A new track for capital punishment jurisprudence

The Supreme Court of India’s intervention paves the way for reaffirming the fundamentals of the rarest of rare principle

May 07, 2022 12:08 am | Updated 12:33 am IST

A step to introducing fairness

A step to introducing fairness | Photo Credit: Getty Images/iStockphoto

A recent trend in the evolution of jurisprudence around the death penalty in India may reset judicial thinking around sentencing and have long-term ramifications in the awarding of capital punishment. Over the last six months or so, while dealing with appeals against confirmation of the death sentence, the Supreme Court of India has examined sentencing methodology from the perspective of mitigating circumstances more closely.
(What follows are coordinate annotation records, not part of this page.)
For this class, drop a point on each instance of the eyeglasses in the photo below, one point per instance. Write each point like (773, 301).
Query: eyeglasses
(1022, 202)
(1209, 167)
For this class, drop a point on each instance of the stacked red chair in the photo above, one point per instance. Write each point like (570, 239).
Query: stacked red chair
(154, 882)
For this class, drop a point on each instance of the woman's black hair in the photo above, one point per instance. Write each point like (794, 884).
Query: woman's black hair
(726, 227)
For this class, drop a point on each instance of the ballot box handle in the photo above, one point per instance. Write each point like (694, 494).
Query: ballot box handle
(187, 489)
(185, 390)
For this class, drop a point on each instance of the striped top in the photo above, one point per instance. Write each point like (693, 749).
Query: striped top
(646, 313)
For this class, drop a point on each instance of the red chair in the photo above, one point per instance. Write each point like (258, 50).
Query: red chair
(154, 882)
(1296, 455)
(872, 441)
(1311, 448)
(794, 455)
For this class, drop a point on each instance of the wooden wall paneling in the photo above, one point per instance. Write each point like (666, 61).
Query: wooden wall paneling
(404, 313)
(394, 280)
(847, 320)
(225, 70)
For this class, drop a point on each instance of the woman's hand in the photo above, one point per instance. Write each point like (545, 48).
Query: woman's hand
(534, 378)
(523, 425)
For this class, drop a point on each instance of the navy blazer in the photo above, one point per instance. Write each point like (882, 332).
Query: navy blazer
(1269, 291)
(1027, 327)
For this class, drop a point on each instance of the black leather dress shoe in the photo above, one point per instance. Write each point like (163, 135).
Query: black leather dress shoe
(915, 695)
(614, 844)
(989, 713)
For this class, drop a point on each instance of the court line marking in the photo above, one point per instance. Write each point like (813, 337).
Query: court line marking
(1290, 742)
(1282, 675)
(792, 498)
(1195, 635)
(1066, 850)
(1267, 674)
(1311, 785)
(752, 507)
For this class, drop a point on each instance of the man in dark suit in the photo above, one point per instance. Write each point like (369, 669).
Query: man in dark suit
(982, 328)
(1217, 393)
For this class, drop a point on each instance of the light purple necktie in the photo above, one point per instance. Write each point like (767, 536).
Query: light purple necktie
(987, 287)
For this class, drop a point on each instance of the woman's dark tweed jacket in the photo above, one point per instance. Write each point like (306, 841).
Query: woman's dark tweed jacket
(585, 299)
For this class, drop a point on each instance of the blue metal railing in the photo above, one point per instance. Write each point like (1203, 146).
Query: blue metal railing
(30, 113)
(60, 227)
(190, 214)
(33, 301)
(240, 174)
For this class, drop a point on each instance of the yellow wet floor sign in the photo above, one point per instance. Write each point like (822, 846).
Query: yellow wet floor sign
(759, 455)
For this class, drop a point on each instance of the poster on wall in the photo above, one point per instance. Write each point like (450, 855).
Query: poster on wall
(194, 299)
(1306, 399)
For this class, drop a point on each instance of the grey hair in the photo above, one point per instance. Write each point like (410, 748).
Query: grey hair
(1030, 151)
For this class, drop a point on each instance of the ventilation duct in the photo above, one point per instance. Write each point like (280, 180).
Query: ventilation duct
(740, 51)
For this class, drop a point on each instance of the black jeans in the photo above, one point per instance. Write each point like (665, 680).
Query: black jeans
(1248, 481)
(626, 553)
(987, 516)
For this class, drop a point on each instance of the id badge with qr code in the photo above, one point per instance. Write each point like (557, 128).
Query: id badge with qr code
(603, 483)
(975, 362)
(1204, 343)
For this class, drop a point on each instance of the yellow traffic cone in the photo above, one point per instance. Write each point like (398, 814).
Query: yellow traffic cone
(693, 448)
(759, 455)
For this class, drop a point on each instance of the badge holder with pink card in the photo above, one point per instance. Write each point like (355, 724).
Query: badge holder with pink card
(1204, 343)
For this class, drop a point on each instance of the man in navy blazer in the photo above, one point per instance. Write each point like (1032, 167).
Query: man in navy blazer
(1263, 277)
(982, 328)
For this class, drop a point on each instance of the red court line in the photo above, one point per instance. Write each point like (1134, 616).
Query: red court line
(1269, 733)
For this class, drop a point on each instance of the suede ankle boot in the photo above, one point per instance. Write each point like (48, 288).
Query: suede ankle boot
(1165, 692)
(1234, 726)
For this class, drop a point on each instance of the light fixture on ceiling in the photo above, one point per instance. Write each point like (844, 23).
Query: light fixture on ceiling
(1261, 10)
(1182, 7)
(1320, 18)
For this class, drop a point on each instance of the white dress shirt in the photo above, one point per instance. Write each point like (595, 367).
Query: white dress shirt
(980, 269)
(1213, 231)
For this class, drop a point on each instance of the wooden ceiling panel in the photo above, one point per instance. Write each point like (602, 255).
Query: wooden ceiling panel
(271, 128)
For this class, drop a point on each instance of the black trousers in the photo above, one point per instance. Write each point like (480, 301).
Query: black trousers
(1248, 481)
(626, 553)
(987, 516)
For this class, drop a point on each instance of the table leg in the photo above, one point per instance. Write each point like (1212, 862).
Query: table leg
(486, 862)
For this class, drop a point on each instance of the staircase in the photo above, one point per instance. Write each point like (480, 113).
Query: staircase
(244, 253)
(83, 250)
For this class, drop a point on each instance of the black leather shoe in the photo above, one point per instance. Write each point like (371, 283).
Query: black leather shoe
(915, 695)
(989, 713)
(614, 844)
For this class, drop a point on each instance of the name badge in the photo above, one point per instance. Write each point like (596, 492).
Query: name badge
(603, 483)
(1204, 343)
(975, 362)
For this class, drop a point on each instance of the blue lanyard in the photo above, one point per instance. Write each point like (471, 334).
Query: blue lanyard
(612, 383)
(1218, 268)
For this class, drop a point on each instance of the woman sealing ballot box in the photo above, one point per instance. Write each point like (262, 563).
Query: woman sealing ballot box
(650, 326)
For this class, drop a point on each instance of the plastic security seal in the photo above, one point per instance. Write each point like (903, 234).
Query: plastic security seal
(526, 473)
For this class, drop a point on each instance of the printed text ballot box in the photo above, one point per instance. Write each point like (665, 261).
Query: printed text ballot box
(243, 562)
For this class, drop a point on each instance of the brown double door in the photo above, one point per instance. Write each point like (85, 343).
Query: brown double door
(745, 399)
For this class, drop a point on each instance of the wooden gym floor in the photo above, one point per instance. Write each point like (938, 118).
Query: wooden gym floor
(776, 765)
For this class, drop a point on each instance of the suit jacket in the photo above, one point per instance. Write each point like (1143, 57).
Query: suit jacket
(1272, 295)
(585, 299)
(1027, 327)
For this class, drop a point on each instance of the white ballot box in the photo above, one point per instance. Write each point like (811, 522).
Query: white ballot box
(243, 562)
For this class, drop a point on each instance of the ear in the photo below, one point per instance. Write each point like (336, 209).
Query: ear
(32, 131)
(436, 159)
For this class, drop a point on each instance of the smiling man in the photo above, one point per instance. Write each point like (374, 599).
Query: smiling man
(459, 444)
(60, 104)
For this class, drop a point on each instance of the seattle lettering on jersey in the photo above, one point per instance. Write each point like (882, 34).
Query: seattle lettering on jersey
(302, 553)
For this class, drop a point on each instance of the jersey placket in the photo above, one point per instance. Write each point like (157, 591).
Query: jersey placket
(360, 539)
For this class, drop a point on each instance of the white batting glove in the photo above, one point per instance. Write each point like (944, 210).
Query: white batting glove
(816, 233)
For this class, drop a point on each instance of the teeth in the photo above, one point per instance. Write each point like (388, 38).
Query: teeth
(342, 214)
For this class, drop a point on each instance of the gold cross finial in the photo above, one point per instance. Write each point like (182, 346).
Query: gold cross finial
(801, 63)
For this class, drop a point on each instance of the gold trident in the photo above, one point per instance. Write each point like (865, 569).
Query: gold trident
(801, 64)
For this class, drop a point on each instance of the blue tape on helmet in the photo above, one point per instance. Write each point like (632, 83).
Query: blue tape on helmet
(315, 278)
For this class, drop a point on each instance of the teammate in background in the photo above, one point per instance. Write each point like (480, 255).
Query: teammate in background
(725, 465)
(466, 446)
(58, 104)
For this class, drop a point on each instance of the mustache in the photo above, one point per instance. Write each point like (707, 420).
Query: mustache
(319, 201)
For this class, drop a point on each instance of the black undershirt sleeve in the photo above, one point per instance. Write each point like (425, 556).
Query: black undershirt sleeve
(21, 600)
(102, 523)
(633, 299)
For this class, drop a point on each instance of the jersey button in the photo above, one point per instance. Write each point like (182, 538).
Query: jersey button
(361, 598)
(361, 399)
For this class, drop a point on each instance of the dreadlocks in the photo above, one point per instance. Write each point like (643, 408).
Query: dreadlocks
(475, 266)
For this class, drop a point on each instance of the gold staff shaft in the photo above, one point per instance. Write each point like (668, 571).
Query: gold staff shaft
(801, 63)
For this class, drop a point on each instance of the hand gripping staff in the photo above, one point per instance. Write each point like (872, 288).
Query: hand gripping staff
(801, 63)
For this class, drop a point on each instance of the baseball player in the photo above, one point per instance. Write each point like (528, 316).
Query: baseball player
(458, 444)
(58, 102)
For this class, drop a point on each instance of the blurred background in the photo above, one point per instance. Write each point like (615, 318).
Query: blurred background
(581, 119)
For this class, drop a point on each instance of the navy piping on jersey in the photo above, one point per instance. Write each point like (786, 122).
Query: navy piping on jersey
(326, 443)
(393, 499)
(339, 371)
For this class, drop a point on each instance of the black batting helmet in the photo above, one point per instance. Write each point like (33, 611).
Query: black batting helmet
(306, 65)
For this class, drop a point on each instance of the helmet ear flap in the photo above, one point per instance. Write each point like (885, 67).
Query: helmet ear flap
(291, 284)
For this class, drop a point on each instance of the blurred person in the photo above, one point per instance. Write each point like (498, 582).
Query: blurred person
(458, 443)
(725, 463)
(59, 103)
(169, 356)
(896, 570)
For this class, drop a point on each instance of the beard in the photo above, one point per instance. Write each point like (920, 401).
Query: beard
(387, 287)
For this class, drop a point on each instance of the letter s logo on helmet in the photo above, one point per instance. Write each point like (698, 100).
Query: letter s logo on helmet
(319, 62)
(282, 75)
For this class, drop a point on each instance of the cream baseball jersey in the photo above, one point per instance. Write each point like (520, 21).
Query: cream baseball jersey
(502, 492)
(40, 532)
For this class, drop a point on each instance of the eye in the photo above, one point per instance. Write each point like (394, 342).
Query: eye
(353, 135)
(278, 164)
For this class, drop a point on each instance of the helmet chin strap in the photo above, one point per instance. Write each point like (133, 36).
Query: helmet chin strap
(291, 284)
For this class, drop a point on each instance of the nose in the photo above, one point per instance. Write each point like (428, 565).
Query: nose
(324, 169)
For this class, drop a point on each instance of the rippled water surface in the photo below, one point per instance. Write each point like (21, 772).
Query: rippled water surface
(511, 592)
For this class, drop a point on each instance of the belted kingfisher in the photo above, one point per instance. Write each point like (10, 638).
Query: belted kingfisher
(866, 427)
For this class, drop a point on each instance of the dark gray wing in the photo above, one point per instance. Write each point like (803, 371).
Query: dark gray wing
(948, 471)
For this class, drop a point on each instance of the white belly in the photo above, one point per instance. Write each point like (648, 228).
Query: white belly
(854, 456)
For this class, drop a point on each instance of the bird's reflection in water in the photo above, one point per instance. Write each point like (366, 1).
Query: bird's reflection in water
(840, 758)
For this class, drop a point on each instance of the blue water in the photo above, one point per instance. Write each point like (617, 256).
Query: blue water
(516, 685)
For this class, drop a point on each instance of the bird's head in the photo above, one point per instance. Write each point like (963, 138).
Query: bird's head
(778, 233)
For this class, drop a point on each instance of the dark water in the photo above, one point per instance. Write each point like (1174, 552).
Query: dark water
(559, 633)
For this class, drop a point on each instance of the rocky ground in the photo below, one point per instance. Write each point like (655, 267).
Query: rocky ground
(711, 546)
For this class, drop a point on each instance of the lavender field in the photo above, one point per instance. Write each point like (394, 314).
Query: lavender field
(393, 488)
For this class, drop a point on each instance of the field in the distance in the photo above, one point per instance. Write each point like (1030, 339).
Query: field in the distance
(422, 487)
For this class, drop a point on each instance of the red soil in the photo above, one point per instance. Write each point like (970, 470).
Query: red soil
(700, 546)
The Court has also initiated a suo motu writ petition (criminal) to delve deep into these issues on key aspects surrounding our understanding of death penalty sentencing. As such, it is clear that the present trajectory of judicial thinking will not only reaffirm the fundamentals of the rarest of rare principle but also lead a new wave of thinking in the jurisprudence around capital punishment.

Sentencing lapses

Capital punishment once delivered by the court of sessions (“sentencing court”) is required under law, specifically Chapter 28 of the Code of Criminal Procedure, to be confirmed by the jurisdictional High Court (“confirming court”). The development of case laws on the point of sentencing has emphasised that sentencing cannot be a formality and that the sentencing court must make a genuine effort to hear the accused on the question of sentence. Bachan Singh vs State of Punjab (1980), the leading case on this point, calls for mitigating and aggravating circumstances to be balanced against each other and laid down the principle that the death penalty ought not to be awarded unless the alternative of life imprisonment is “unquestionably foreclosed”. Subsequent cases have developed this position to that of the state (which is the prosecuting agency) having the onus to lead evidence to establish that there is no possibility of reformation of the accused for the sentencing court to impose capital punishment. It is also an equally well-established legal principle that in a sentencing hearing, the accused must necessarily be provided with sufficient opportunity to produce any material that may have bearing on the sentencing exercise. When read in conjunction with the ratio decidendi of the Bachan Singh case, it is incumbent upon the sentencing court and the confirming court to ensure that the question of reform and rehabilitation of a convicted person has been examined in detail for these courts to come to a definitive conclusion that all such options are unquestionably foreclosed.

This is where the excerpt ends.